3

Suppose that I am trying to build a random forest by subsampling the data and choosing a single feature per tree randomly. For example, suppose there is some dataset,

$D = \{(x_{1},y_{1}), ......(x_{N},y_{N})\}$ where we have that $x_{i} \in \mathbb{R}^{D}$ and $y_{i} \in \mathbb{R}$ for $ i= 1,....n.$. We are trying to construct the tree as follows:

  1. First we randomly sample one feature index $j \in \{1,....D\}$
  2. Then we draw some sample of the data $\tilde D_{k}$ of size $M \le N$ with replacement.
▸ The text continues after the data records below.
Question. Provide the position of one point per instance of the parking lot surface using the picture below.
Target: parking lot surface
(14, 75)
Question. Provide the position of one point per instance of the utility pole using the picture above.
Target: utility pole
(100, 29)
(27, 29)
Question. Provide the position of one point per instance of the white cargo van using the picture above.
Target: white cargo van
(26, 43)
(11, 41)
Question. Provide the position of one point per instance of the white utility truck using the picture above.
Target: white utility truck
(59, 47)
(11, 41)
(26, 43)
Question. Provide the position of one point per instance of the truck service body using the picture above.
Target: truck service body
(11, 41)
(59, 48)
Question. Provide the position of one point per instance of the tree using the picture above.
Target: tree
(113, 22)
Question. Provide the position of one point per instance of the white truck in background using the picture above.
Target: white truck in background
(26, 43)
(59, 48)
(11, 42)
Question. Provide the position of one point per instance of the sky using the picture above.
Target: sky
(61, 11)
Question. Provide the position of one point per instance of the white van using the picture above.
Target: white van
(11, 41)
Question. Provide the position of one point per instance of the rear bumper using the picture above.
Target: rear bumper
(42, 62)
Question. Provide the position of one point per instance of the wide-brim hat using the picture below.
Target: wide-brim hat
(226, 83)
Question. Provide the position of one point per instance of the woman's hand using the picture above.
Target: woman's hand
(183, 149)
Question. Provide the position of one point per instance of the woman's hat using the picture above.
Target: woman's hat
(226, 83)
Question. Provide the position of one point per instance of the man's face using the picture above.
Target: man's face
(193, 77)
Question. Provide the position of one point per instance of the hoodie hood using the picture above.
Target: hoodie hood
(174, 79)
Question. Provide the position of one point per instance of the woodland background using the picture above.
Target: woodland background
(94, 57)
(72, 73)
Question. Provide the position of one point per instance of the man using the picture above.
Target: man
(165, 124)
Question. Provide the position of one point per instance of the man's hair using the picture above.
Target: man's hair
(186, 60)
These datapoints will then have indices $k = k_{1},....,k_{M}$
  3. Keep only the $j^{th}$ feature of the M samples: $\tilde D^{j}_{k} = {(\tilde x^{(j)}_{(k_{1})},y_{(k_{1})}),......(\tilde x^{(j)}_{(k_{M})},y_{(k_{M})})}$
  4. Then we build a decision tree on $\tilde D_{k}^{(j)}$.
  5. Then average R of these random trees to create a random forest

We were asked for which class of conditional distributions $Y|X=x$ are very random forests unbiased? I am wondering what is meant by the "class" of conditional distribution? Could someone shed some light on this please?

Also, how does the bias and variance of this RF vary with a traditional RF? I assume that I will need to look at the generalization bounds? I am not sure. Could someone please shed some light on this?

user1234
  • 131
  • 1
  • This is a special case of the [Random Subspace Method for Ensemble Decision Trees](https://en.wikipedia.org/wiki/Random_subspace_method#Algorithm) – Nikos M. Mar 28 '21 at 13:18
  • Unbiased in the sense than $E[RandomForest(X)] = Y$? in other words the expected classification is the same as the actual classification? Or unbiased in the sense that the sample space is sampled uniformly? – Nikos M. Mar 28 '21 at 13:21
  • @NikosM. Unbiasedness in terms of bias-variance – user1234 Mar 28 '21 at 15:32
  • A partial answer (unless more ibackground is added in question as what is supposed to be used), is that in order for the average random forest to be unbiased and since each tree in the forest reflects only one feature, then features should be independent, so at least the trees of each feature have indepndent errors which on average sum up to zero thus unbiased – Nikos M. Mar 28 '21 at 17:12
  • @NikosM. What additional background might we need ? – user1234 Mar 28 '21 at 18:22
  • For example what are we supposed to rely on or use in this question. My guess is that this question is part of a class on classification trees, so some background in order to tackle this should be given – Nikos M. Mar 28 '21 at 18:28
  • @NikosM. Yes it is. It is based on random forests. We are supposed to use generalization bounds. – user1234 Mar 28 '21 at 18:30

0 Answers0